121 eyes of 90 patients with a diagnosis of primary GA were retrospectively identified. A minimum of 2 examinations with FAF or IR imaging were performed at least 6 months apart. Exclusion criteria were other macular diseases or atrophy secondary to choroidal neovascularization. Areas of GA and progression rates were calculated using custom interactive software. At baseline, the presence of reticular macular disease (RMD), also known as reticular pseudodrusen or subretinal drusenoid deposits, and of peripapillary atrophy were determined. GA was classified into unilobular or multilobular patterns and foveal or extrafoveal in location. Areas of GA and of RMD were determined in each of the 5 fields of a modified Wisconsin grid.

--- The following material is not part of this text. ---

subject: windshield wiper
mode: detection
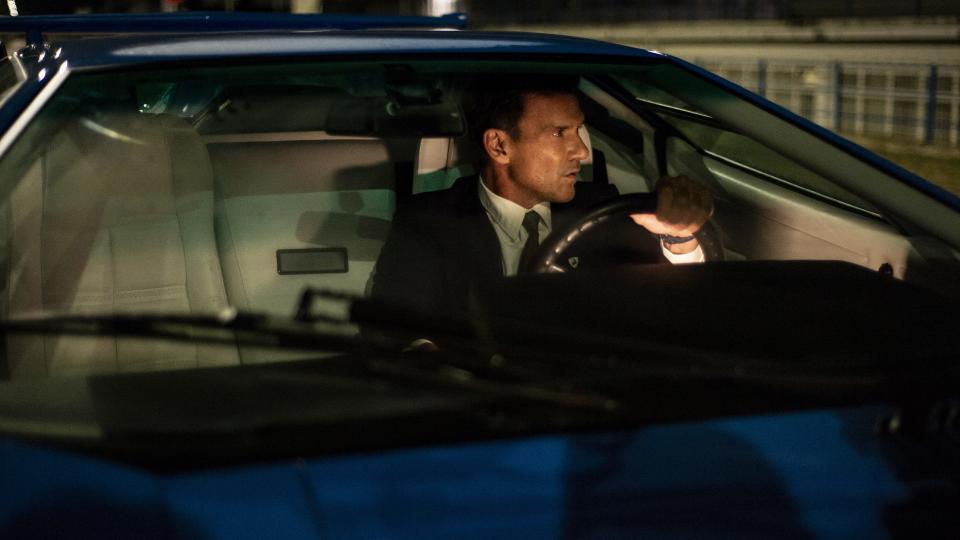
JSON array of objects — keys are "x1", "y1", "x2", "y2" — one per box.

The mean duration of follow-up was 19.4 months (range 6 - 51 months). The mean age at baseline was 83 years (standard deviation ±6.8 years). At baseline, 103 (85.1%) eyes showed peripapillary atrophy and 115 (95%) had RMD. The GA pattern was unilobular in 6 eyes (4.9%) and multilobular in 115 (95%) and the GA location was extrafoveal in 31 eyes (25.6%). Four eyes progressed to foveal GA. Three of these had the multilobular pattern. The mean GA size at baseline was 2.8mm2. The mean GA growth rate was 0.8mm2/yr with a statistically significantly difference between the unilobular (0.2mm2/year) and multilobular groups (0.8mm2/year, p=0.003). With respect to initial GA size, the lower 50th percentile had a lower progression rate than the upper 50th percentile (0.6mm2/year vs 1.0 mm2/year, p<0.05). Among eyes that presented with RMD, 113 (98.3%) showed GA progressing in areas previously involved by RMD. Age and gender did not influence GA progression (p<0.05).
Serial imaging suggests that the progression rate of primary GA is higher in eyes with larger initial lesions size and a multilobular pattern. The high correlation between the presence of RMD and primary GA may imply a common pathway. The observation of GA expanding in areas of RMD suggests that reticular macular disease could correspond to the beginning of retinal atrophy.